Mostly write documentation, maybe also write a migration guide. Otherwise I try to minimize the scope of 1.0.0 just in order to get this out soon as possible so that people can start fixing there projects.
walle89
commented
3 years ago @matthiaspalmer Glad that to hear that Uppsala Makerspace have use of this project. :) The wrapper is an interesting approach allow to interact with the this project.
walle89
commented
3 years ago It has been a while, but I finally got around to document and changed some things. I would appreciate if you cloud leave any feedback, otherwise I think I will just publish this more or less "as is".
What changed:
$auth->sameDevice($sameDevice);. See sample code or documentation for more details.If you want to test the new code, follow instructions in one of my previous comments.
NisseDILLIGAF
commented
3 years ago It has been a while, but I finally got around to document and changed some things. I would appreciate if you cloud leave any feedback, otherwise I think I will just publish this more or less "as is". ....
Sorry for the late response. This looks really good and as far as I tested, works as it should 👍
I like the 'sameDevice' solution... you can even pass that link to your mobile from your computer to verify. (dont know how secure that is) But it works :) I used joaoapps Join to send it through my local network (encrypted) to my Android phone
Now we just have to figure out how to generate the 'new Dosa' with color qr-code :stuck_out_tongue_winking_eye:
walle89
commented
3 years ago Great work!
Thank you.
I like the 'sameDevice' solution... you can even pass that link to your mobile from your computer to verify. (dont know how secure that is) But it works :)

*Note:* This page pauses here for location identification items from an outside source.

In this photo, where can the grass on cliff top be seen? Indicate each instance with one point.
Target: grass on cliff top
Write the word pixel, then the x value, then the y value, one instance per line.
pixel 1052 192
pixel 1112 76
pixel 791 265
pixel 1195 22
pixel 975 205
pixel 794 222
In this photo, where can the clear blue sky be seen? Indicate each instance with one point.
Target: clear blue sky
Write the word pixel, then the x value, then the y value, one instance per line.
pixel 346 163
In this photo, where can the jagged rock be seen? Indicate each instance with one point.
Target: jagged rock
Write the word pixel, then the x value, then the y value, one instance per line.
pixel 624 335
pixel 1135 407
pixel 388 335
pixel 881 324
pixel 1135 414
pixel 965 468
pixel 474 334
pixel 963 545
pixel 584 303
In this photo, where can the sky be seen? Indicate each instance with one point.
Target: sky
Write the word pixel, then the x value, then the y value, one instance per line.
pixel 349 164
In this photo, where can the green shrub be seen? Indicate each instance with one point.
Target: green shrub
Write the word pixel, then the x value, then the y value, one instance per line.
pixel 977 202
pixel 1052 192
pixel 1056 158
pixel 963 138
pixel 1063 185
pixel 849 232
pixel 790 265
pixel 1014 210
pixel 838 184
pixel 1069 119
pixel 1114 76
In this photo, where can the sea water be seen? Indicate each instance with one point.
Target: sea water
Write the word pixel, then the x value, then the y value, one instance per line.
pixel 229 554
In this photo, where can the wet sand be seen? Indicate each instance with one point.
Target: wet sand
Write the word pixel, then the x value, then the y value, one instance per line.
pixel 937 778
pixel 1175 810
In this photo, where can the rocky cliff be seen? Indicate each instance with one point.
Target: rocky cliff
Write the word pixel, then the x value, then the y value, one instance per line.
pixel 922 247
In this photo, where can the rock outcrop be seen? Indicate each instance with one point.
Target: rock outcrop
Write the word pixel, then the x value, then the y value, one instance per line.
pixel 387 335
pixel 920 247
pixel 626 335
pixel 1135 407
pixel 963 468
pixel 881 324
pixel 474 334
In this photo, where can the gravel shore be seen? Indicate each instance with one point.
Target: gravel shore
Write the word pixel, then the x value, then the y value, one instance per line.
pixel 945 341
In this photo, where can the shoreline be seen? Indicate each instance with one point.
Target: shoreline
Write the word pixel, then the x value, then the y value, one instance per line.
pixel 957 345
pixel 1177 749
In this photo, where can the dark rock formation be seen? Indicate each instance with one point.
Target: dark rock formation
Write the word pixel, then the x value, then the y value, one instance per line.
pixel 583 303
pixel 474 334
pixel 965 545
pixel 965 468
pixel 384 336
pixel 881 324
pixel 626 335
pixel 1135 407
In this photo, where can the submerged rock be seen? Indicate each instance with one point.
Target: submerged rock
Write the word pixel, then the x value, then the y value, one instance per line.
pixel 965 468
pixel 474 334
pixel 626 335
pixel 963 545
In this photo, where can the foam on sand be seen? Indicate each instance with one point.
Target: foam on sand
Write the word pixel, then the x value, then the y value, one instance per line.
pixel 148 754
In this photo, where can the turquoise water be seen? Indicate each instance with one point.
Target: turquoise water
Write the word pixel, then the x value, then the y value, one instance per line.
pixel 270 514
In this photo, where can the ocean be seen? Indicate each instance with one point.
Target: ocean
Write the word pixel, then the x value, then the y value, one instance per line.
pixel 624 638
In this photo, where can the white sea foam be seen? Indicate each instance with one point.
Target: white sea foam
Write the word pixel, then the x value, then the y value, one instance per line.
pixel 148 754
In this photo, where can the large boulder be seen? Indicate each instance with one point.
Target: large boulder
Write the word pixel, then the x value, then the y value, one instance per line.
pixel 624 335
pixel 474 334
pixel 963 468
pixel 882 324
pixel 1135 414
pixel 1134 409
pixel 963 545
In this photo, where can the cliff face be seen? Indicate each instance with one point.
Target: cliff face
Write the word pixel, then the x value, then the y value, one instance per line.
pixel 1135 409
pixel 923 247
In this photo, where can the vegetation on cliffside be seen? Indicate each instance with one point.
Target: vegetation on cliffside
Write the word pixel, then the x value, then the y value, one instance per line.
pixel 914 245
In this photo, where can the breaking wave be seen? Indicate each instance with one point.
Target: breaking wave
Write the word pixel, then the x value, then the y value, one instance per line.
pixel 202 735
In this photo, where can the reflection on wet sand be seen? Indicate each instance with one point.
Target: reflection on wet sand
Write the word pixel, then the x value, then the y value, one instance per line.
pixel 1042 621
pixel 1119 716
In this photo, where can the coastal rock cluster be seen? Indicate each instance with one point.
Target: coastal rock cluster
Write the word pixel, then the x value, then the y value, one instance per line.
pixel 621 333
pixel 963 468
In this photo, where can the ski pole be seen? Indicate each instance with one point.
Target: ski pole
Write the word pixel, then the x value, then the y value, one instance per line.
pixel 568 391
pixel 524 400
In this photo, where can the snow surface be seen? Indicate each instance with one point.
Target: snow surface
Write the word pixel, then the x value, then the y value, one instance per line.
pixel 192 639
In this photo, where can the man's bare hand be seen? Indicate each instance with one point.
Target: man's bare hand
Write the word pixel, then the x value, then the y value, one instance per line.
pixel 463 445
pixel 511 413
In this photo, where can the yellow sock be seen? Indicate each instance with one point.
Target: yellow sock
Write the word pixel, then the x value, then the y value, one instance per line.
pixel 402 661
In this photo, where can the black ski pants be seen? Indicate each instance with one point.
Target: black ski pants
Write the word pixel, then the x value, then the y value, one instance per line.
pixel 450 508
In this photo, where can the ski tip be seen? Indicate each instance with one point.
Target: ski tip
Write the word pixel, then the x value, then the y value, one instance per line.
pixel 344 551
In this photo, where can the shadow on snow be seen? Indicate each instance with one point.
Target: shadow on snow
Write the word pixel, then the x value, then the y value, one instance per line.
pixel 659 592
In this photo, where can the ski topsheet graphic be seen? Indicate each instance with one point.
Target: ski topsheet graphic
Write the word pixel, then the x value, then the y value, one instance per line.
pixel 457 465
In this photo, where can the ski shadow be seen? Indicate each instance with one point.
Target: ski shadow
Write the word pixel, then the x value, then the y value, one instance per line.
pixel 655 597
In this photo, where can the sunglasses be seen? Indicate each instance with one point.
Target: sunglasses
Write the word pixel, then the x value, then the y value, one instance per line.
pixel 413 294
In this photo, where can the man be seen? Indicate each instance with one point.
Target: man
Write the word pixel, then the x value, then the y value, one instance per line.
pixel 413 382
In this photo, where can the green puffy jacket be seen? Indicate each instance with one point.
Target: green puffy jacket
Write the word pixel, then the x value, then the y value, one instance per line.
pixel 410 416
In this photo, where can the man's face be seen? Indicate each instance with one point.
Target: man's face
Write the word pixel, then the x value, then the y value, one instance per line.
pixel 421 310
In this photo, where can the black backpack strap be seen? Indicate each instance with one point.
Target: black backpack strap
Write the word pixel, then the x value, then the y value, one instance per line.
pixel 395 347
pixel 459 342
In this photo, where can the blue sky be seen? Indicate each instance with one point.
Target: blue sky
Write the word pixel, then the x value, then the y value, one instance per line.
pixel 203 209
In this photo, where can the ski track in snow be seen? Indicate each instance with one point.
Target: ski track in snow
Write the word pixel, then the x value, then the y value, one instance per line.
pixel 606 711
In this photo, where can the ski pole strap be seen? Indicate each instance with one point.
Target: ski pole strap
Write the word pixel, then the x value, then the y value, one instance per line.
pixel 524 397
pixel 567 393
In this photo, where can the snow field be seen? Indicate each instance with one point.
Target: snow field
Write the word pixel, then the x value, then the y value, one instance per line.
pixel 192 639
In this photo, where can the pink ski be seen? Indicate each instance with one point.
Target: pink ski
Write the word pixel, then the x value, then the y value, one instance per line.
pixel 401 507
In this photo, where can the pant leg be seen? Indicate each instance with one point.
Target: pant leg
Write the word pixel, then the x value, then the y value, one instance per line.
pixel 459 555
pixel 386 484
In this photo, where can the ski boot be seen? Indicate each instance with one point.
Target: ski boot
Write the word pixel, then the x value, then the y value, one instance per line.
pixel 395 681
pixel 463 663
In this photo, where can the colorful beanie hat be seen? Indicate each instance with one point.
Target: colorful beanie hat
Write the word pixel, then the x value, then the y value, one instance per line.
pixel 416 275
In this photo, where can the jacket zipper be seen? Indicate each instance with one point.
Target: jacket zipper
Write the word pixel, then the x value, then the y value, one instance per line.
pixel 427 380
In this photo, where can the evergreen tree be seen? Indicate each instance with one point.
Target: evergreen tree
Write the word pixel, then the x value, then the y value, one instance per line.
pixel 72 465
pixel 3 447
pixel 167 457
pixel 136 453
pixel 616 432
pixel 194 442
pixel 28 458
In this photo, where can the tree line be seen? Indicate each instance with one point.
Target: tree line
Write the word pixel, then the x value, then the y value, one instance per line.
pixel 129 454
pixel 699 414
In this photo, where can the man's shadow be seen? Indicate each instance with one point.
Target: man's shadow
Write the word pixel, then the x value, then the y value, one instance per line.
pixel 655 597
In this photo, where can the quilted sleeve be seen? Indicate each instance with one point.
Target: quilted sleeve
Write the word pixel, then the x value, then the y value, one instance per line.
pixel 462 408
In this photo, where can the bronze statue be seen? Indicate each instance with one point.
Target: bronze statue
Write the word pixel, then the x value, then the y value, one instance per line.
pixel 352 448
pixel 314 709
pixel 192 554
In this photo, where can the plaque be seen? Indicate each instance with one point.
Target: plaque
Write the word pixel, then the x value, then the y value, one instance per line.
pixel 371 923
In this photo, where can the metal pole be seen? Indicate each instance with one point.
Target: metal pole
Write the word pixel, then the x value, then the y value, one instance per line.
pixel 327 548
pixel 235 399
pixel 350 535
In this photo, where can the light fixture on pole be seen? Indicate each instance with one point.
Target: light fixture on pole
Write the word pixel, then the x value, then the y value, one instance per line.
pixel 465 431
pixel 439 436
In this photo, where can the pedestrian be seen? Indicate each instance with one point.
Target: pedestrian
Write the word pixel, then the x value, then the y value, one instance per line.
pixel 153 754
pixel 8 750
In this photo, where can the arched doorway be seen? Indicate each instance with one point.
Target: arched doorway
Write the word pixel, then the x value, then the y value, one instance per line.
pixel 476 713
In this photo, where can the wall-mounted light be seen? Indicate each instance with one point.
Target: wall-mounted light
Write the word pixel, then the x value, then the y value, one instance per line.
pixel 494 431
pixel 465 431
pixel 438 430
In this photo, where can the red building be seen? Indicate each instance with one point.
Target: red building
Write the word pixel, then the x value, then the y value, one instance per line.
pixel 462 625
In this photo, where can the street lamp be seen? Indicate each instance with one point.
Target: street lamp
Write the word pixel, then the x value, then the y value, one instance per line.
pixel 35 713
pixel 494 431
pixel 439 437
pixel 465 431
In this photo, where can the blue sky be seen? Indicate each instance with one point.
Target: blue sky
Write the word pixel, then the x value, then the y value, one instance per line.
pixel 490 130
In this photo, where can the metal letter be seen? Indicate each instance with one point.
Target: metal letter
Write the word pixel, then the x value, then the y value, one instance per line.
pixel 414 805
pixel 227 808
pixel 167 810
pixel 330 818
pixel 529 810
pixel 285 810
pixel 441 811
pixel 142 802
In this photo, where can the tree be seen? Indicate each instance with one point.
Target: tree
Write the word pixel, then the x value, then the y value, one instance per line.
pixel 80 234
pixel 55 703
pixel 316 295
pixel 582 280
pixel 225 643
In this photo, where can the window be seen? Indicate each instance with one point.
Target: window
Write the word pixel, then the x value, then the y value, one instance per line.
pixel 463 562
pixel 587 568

Well it depends. The token itself has very short lived (I believe less than 1 minute) and you need to verify the authentication with the BankID app. So in that regard I don't see any major issues with it. But with that said, I think it's safer to just share the link to the script instead of the same device URL. Then you can make sure that the token stays on the device and is only handled by the browser and the BankID app. In other words, just use the sample code and it should be reasonable safe if the communication is restricted to a safe private network or over an encrypted connection (eg. HTTPS). Or just use the BankID QR-code instead. :)
walle89
commented
3 years ago Version 1.0.0 released with pre-alfa fixes.
Authentication stopped working with the following exception: Uncaught SwedbankJson\Exception\ApiException: general (1): BankIdOnSameDeviceAttributeNotProvided - Det gick inte att logga in. Din klient skickade inte in valet om BankID finns installerad på detta enhet eller ej.; fields (1): Valet av enhet för BankID angavs ej.
From the name of the error it was quite easy to guess that the attribute needed was "bankIdOnSameDevice".